Big Data: How Much Data Is Big Data?

Here’s how much data big data actually is:

In simplest terms, big data is any sum of data that is too big for your current systems to handle. 

If you have to invest in more or better computers, it’s big data. 

If you have to change how you deal with your data, it’s definitely big data. 

If you want a number, big data usually starts at about 1 terabyte.

So if you want to learn all about how much data it takes exactly to qualify as big data, then you’re in the right place.

Let’s get started!

What Is Big Data?

Before we get into the technical definitions, let’s talk about the general concept of big data. 

You’ve probably heard the term more than a few times. 

It’s in articles for businesses all over the world. 

Just browse Forbes or BusinessInsider for a few minutes, and you’ll probably see more than a few mentions of Big Data, the Internet of Things, advanced analytics, and plenty of related topics.

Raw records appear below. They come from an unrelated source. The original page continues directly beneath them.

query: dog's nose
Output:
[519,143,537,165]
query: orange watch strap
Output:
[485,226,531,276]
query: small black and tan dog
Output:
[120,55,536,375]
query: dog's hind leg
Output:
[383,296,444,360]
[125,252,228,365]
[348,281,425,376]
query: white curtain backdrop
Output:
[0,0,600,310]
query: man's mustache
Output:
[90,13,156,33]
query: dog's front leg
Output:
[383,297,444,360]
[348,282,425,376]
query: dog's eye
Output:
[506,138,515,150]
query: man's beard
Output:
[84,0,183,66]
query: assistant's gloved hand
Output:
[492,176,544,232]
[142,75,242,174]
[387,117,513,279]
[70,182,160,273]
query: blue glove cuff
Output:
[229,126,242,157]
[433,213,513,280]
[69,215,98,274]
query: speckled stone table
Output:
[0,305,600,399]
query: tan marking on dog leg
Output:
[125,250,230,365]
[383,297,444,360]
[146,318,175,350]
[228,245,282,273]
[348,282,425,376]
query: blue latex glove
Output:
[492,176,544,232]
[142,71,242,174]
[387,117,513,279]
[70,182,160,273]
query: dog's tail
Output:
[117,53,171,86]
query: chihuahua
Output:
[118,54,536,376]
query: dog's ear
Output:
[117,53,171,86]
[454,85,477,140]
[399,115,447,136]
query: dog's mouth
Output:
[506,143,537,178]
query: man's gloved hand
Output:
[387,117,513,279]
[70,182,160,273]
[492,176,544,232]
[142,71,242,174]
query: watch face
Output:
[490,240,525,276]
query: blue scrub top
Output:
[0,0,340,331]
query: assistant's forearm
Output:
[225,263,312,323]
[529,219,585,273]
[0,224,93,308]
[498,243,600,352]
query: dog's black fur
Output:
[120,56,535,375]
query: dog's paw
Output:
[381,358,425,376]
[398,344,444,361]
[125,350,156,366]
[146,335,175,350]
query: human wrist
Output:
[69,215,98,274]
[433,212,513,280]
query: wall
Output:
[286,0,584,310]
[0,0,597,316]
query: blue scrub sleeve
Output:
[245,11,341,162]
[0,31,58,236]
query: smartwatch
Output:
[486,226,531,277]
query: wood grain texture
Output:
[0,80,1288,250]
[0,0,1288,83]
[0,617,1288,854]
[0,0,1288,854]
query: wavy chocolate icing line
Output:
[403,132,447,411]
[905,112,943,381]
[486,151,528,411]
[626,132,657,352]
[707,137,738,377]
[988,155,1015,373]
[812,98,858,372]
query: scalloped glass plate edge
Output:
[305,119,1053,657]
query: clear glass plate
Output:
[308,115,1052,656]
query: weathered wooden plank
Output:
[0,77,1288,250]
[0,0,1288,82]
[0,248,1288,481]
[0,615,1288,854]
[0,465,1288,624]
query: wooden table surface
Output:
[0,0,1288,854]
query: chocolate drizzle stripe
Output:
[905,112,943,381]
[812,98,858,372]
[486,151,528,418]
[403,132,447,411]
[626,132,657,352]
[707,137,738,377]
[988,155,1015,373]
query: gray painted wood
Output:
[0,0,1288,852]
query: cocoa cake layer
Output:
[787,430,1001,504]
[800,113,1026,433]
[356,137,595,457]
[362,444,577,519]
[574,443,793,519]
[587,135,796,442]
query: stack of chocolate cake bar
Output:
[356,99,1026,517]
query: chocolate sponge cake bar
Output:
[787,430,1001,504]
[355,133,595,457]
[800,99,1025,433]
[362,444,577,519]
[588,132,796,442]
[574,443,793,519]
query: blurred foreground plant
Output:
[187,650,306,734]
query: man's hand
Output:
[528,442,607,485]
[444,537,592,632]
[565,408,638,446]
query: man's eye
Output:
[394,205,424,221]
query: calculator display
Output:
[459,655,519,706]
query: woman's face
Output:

What is it all really talking about? 

As the name suggests, big data is all about the collection and processing of data in very large volumes.

Generally speaking, these are data volumes that are too large to handle with a single personal computer. 

Big data also usually involves data generation from multiple locations and resources.

There’s a point to all of this. 

The idea is that when you have sufficiently large pools of information, the trends you observe are more meaningful and reliable.

Breaking Down the Idea of Large Averages

This gets into the idea of very large averages

Having a lot of data introduces the idea of inertia into your data and analytics.

What does that mean?

Think about averaging grades for a moment. 

Whether school was a long time ago or you’re a current student, it’s pretty normal for a class to average a bunch of different grades to give you an average for the course. 

So, if a college class has three test grades and nothing else, each individual grade has a huge impact on your final average. 

Doing well or poorly on just one test can completely swing your final grade.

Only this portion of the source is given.